The survey also states that the patient was found by a nurse sitting on the floor, and later he complained of a severe headache and was given pain medication. The survey does not state that the patient was evaluated by a physician after the fall, only by a nurse.
Peggy Terry says that later that day Mark Terry fell into unconsciousness and doctors performed a head scan that found a subdural hematoma — a collection of blood on the outer membrane of the brain, usually due to a head injury — on the left frontal lobe. The 46-year-old Glenn Dale resident died Feb. 10, 2008.
Records show the hospital didn't investigate the fall or report the man's death to the state.
Peggy Terry said the hospital won't say if her son fell out of bed. The death certificate cites Mark Terry's primary cause of death as respiratory failure, chronic obstruction and lung disease, although Peggy Terry said she believes his death was the direct result of the fall and intracranial bleeding reported in the death certificate.

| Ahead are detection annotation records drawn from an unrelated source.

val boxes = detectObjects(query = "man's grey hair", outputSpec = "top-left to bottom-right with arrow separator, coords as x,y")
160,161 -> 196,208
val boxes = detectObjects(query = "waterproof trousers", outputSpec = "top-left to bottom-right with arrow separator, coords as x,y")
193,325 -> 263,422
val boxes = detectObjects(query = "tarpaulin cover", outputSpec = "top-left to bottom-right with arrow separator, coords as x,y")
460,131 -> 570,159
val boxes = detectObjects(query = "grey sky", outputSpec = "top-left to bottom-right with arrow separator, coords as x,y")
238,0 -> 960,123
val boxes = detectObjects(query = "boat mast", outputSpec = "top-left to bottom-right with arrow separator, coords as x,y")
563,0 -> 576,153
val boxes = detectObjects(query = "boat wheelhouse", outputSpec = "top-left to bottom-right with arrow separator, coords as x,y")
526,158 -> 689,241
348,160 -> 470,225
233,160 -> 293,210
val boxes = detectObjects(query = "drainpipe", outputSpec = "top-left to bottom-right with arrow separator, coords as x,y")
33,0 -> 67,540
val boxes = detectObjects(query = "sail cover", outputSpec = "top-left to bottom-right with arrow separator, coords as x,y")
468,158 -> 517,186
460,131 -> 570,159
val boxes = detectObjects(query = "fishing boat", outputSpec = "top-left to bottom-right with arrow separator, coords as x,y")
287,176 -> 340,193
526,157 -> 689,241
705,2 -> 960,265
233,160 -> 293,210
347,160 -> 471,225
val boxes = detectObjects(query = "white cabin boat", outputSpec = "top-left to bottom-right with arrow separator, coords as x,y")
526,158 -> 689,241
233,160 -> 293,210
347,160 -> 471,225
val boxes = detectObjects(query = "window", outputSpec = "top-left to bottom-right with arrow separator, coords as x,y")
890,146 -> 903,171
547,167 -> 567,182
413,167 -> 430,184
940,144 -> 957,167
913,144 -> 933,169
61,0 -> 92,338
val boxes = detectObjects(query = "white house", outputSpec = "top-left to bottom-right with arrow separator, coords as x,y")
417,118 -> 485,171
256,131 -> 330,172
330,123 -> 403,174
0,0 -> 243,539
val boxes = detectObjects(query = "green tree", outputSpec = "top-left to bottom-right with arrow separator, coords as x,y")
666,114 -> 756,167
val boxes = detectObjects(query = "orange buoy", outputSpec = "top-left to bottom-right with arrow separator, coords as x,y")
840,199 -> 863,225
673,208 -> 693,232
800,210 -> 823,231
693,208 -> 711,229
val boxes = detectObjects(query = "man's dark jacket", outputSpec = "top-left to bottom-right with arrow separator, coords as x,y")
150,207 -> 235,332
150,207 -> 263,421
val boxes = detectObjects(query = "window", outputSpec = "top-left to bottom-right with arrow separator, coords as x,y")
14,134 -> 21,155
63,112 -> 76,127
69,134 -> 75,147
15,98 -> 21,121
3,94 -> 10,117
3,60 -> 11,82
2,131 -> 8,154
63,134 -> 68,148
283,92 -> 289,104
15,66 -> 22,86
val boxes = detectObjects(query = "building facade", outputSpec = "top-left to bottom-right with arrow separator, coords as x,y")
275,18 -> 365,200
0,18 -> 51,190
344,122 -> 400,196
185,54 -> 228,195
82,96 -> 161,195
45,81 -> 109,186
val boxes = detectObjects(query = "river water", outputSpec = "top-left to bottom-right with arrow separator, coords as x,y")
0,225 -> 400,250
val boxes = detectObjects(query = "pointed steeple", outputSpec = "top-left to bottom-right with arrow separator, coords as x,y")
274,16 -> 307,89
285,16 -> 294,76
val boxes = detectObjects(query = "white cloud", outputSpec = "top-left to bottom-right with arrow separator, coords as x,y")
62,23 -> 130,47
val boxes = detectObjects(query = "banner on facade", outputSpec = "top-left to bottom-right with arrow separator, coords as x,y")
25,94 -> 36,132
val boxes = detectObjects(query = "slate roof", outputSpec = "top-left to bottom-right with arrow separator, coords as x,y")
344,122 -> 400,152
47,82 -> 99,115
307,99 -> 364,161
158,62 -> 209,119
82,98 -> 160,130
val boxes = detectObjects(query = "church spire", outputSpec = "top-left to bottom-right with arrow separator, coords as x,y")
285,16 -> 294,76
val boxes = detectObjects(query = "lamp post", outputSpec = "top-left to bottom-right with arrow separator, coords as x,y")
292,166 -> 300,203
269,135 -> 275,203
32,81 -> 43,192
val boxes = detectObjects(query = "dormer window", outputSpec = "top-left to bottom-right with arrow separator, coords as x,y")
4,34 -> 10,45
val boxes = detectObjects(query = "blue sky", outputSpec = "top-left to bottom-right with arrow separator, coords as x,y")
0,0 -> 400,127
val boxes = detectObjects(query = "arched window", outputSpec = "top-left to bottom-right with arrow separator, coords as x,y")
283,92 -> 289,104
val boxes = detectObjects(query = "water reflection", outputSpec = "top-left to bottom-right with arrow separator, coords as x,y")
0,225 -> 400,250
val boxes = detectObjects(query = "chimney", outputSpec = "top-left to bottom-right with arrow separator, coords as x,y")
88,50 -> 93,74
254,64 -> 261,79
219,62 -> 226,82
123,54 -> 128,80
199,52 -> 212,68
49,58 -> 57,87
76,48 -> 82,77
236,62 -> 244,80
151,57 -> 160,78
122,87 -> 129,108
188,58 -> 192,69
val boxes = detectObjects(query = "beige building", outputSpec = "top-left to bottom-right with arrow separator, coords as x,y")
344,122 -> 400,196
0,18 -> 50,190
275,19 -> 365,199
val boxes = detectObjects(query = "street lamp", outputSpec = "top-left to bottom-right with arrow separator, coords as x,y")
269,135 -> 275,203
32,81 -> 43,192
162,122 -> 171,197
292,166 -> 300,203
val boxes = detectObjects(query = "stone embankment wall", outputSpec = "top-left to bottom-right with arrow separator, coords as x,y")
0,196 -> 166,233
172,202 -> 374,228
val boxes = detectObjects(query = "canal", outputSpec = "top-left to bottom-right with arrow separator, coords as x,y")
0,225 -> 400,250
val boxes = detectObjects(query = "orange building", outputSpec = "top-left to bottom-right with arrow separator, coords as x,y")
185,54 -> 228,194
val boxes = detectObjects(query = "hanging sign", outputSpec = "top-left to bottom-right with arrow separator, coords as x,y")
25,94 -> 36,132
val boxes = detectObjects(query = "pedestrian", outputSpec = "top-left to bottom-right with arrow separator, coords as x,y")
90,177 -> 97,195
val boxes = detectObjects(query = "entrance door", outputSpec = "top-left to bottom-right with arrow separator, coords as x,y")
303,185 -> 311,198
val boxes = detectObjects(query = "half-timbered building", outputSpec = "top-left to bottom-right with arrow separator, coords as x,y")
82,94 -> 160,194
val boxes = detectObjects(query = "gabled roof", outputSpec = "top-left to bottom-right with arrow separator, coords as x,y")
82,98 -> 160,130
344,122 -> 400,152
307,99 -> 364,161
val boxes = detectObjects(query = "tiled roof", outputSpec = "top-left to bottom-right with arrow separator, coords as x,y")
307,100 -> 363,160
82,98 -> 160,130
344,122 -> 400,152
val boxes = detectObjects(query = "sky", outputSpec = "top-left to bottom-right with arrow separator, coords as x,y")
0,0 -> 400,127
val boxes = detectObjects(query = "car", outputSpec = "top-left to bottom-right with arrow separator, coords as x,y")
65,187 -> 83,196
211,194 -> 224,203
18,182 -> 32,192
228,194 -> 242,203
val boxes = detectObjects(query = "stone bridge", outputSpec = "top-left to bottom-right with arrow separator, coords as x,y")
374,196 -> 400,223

Dr. Robert Stevens, an assistant professor of anesthesiology and critical care medicine, neurology and neurosurgery at the Johns Hopkins University Hospital in Baltimore, said the procedure at the Johns Hopkins University Hospital in the event of a patient fall is for the on-call physician to assess the patient.
"The standard of care would be that if a patient falls out of bed, the responsible physician will evaluate," he said.
James O'Neil, 80, of Lanham was admitted to the hospital March 1 of this year and died of colon cancer on March 18. O'Neil's case is not listed in the survey because the state review included only 2008 cases.
His widow, Phyllis O'Neil, 75, of Lanham said that while her husband being treated by the hospital, he was only bathed twice during his 17 days in the hospital, and she says a hospital room was so dirty she asked staff to clean it before her husband was moved to it.
Other Doctors Community Hospital malpractice patient cases cited in the Office of Health Care Quality report include a patient who came to the hospital in March 2008 to have a cataract removed and a lens implanted. During the surgery, a lens with the wrong strength was implanted, and the hospital failed to follow up with an investigation.
In another case, two patients were scheduled for cornea transplants in September 2008, and their eye tissue was accidently switched and transplanted into the other patient's eye. The survey states that no follow up was noted with the personnel involved and an investigation wasn't conducted into the prevalence of this event, which the state office said may help prevent the event from reoccurring.